Google Text-To-Speech, Twilio, MULAW, PHP, Remove WAV Header

46 Views Asked by At

I am trying to get audio from Google Text-To-Speech to Twilio MULAW/8000.

It is all working fine apart from a click when the audio starts playing.

I see that Google sends a WAV header with the MULAW base64. How can I remove the WAV header from the payload. My code is below.

This plays / works fine, I just want to remove the click sound when the audio starts playing. I think removing the WAV header should do the trick.

use Google\Cloud\TextToSpeech\V1\AudioConfig;
use Google\Cloud\TextToSpeech\V1\AudioEncoding;
use Google\Cloud\TextToSpeech\V1\SynthesisInput;
use Google\Cloud\TextToSpeech\V1\TextToSpeechClient;
use Google\Cloud\TextToSpeech\V1\VoiceSelectionParams;

$textToSpeechClient = new TextToSpeechClient();

$input = new SynthesisInput();
$input->setText('This is my test audio');
$voice = new VoiceSelectionParams();
$voice->setLanguageCode('en-US');
$audioConfig = new AudioConfig();
$audioConfig->setAudioEncoding(AudioEncoding::MULAW);
$audioConfig->setSampleRateHertz(8000);

$resp = $textToSpeechClient->synthesizeSpeech($input, $voice, $audioConfig);

$audioContent = $resp->getAudioContent();
$TheBase64Audio = base64_encode($audioContent);
1

There are 1 best solutions below

0
Mel On

As mentioned in the "WAVE File Format Analysis" of this article:

The telephony standard for audio is 8-bit PCM mono uLaw (MULAW) with a sampling rate of 8Khz. The payload of the media message should not contain the audio file type header bytes. So it's essential to understand the WAV file header fields so that you can strip them off before sending the audio data to the user.
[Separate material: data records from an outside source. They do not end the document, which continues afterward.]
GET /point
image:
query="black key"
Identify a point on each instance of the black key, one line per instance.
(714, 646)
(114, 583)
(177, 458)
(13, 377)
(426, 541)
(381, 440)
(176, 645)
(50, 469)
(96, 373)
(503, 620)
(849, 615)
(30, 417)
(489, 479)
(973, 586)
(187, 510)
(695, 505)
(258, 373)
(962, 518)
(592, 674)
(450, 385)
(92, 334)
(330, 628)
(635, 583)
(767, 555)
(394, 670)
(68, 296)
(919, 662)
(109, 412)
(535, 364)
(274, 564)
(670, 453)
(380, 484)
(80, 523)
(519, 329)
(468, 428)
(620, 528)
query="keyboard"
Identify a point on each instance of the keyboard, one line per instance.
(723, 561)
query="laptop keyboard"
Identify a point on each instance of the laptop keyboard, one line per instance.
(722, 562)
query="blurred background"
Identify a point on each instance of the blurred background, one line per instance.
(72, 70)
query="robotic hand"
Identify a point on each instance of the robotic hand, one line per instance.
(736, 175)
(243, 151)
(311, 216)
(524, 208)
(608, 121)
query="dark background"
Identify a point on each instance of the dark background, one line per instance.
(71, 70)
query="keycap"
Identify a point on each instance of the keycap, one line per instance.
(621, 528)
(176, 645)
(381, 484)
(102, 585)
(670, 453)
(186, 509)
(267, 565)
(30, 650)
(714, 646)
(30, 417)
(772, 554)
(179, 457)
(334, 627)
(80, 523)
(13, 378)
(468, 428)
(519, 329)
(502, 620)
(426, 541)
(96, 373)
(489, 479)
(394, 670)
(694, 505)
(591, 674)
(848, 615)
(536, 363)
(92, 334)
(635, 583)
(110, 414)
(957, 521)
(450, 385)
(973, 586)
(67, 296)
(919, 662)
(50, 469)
A standard WAV file header comprises the following fields:

Positions Sample Value Description
1 - 4 “RIFF” Marks the file as a riff file. Characters are each 1 byte long.
5 - 8 File size (integer) Size of the overall file - 8 bytes, in bytes (32-bit integer). Typically, you’d fill this in after creation.
9 -12 “WAVE” File Type Header. For our purposes, it always equals “WAVE”.
13-16 “fmt " Format chunk marker. Includes trailing null
17-20 16 Length of format data as listed above
21-22 1 Type of format (1 is PCM) - 2 byte integer
23-24 2 Number of Channels - 2 byte integer
25-28 44100 Sample Rate - 32 byte integer. Common values are 44100 (CD), 48000 (DAT). Sample Rate = Number of Samples per second, or Hertz.
29-32 176400 (Sample Rate * BitsPerSample * Channels) / 8.
33-34 4 (BitsPerSample * Channels) / 8.1 - 8 bit mono2 - 8 bit stereo/16 bit mono4 - 16 bit stereo
35-36 16 Bits per sample
37-40 “data” “data” chunk header. Marks the beginning of the data section.
41-44 File size (data) Size of the data section.

From this table, it is identified that the WAV header is 44 bytes long, you may skip or remove the first 44 to omit it.